Le Liban vit pour le bruit et la fureur. encore aujourd'hui, on déplore "les tirs de joie pendant l’entretien télévisé de l’ancien député Talal Arslane sur la chaîne NTV". Imaginez l'expression, "tirs de joie". Je suis content que mon patron ait bien parlé DONC je sors ma kalach et je tire des grosses rafales en l'air. Qui arrive à se mettre dans la peau de ces débiles ? Peut-être ceux qui fréquentent les bars de Gemmayzé. Ouais, finalement, il faut les rouvrir ces boîtes, au moins on les parque et pendant qu'ils picolent ou qu'ils gerbent dans la rue, ils ne tirent pas en l'air.

Chacun ses combats, que voulez-vous. En ce moment en France, on parle des JO et les athlètes ont trouvé une solution fantastique pour garder la tête haute : ils y vont MAIS ils mettent un badge faisant la promotion des valeurs des Jeux "pour un monde meilleur". C'est très audacieux. Les Chinois vont être bien attrapés, eux qui sont tous pour un monde pire. Le sport représente décidément ce qui se fait de plus mauvais chez l'homme. Y-a-t'il concours de tirs de joie aux JO ? Ou de lancers de vomi ? L'autre combat qui passionne les foules françaises c'est bien sûr la seule otage du monde, Ingrid Betancourt. On avait eu droit à la fille, maintenant on se tape le fils qui a le même talent de communication. Quand il explique que si on ne manifeste pas dimanche, il perdra "maman", j'ai vraiment envie de lui payer un prof de théâtre. Ils m'insupportent ces gens-là, grands bourgeois qui sont outrés qu'on puisse les traiter comme de la piétaille. Rien que pour ça, je voudrais vraiment qu'on libère la Bétancourt, dont la nationalité reste trouble : va-t-elle se présenter aux élections en France ? Si oui, pour quel bord ? Les communistes cherchent un nouveau patron, et les candidats ne se bousculent pas pour le poste. Libérez Bétancourt, et laissez crever les autres qui n'ont pas la chance d'avoir un ex-mari au Quai d'Orsay ou un copain ancien premier ministre. Ce serait dommage qu'on nous gâche la fête olympique avec de la politique.

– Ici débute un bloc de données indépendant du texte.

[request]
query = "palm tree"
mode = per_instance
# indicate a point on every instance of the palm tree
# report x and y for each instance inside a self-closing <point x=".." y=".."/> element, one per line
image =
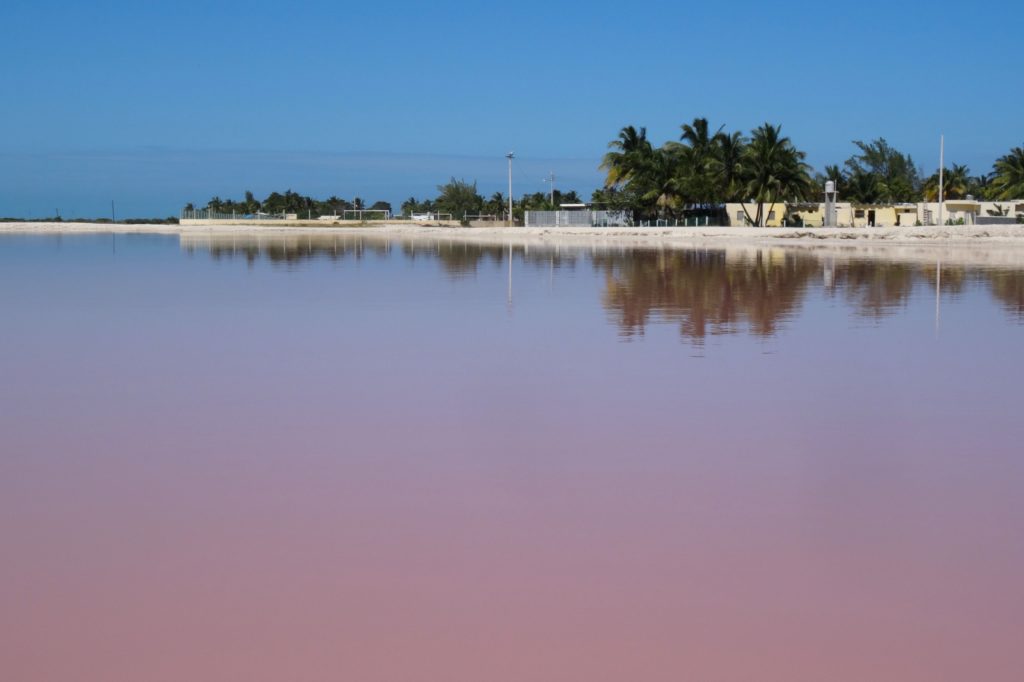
<point x="862" y="186"/>
<point x="1008" y="180"/>
<point x="696" y="155"/>
<point x="656" y="183"/>
<point x="774" y="171"/>
<point x="626" y="156"/>
<point x="727" y="166"/>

Et pendant ce temps, les profs font grève au Liban parce qu'ils ne sont pas assez payés. Il est vrai que leur salaire sont ridicules, quand ils sont payés ce qui n'arrive pas automatiquement. Mais ce n'est pas important l'éducation. L'image que veut donner le Liban, c'est celui de la fête continuelle (ouais, trop cooool la bouteille de champ' à 3000 dols ! C'est dix fois le salaire d'un prof !) et de la fierté arabe qui tire en l'air quand le boss aboie à la télé. Il n'y a toujours pas de président, et bientôt, il n'y aura même plus de chef des armées puisque Michel Sleimane part en retraite le 21 août. Tout cela n'est pas grave : bourrons-nous la gueule à Kaslik, Batroun ou Monot ! Qu'ils y viennent les Israéliens ! On sera tous tellement torchés qu'avec un peu de chance on courra en zigzag sans s'en rendre compte quand ils nous tireront dessus.